The recent trend comes three years after Abbott began flooding the Texas-Mexico border with state troopers and National Guard soldiers through Operation Lone Star.

Since then, the state has committed more than $11 billion in taxpayer dollars to Operation Lone Star, said governor’s spokesman Andrew Mahaleris. That money also paid for the transportation of more than 100,000 migrants to cities like New York and Chicago, installed 70,000 rolls of concertina wire along the border and started construction on a military base that will reportedly cost more than $400 million.

“The vast majority of the southern border of the United States is in Texas, and because of Texas’ efforts to secure the border, more and more migrants are heading west to illegally cross the border into other states,” Mahaleris said in a statement. “Until President Biden takes action and does his job to secure the border, Texas will continue to use every tool and strategy to respond to this crisis created by Biden.”

Immigration experts say it’s difficult to measure the impact of the border buildup in Texas because it’s just one part of a complex, global phenomenon: Migration is increasing around the world. In countries like Honduras and Venezuela, poverty, lack of jobs, political instability and organized crime have pushed people to the US in search of a better life. This often means paying smugglers and cartels who often change their smuggling routes.

“We’ve always thought of the border as a simple line on a map, but it’s more than that, it’s an ecosystem,” said Victor M. Manjarrez Jr., who worked for the Border Patrol for 22 years and retired as the Tucson Sector. chief in 2011. “An ecosystem that is affected by variables very close and very far away, and very far away, is also outside the US, right? It’s not just about Mexico, but you’re also talking about other countries.”

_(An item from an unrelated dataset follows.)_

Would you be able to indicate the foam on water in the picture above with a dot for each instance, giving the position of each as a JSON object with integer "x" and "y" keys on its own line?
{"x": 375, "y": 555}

More: Juárez man serving life in New Mexico gets federal prison sentence in immigration case

Some immigration policy experts credit the Biden administration for the recent decline, pointing to a winter visit by top U.S. officials — including Secretary of State Antony Blinken and Secretary of Homeland Security Alejandro Mayorkas — to Mexico to discuss immigration with their Mexican counterparts . Top U.S. and Mexican officials have touted agreements from such closed-door meetings.

Immigration experts pointed out that concerns at the U.S.-Mexico border have subsided in the first three months of the year — a period that would normally see an increase as migrants try to make the journey before the summer heat arrives.

Another big change last year was the expiration of Title 42, a policy launched by the Trump administration at the start of the COVID-19 pandemic that allowed U.S. border officials to quickly remove migrants into Mexico without allowing them stand to apply for asylum.

Many of those migrants would try to cross again — and each time they were stopped, it was counted as an encounter, increasing the number of encounters, said Guadalupe Correa-Cabrera, a professor at George Mason University who has researched the border and relations between the US and Mexico. .

According to Border Patrol data, encounters with migrants decreased immediately after the end of Title 42, but increased again toward the end of 2023.

“How are we going to attribute the increase or decrease to Border Patrol or to Operation Lone Star?” said Correa-Cabrera. “It’s difficult. It’s impossible to know.”

Disclosure: Rice University is a financial supporter of The Texas Tribune, a nonprofit, nonpartisan news organization funded in part by donations from members, foundations and corporate sponsors. Financial supporters play no role in the Tribune’s journalism.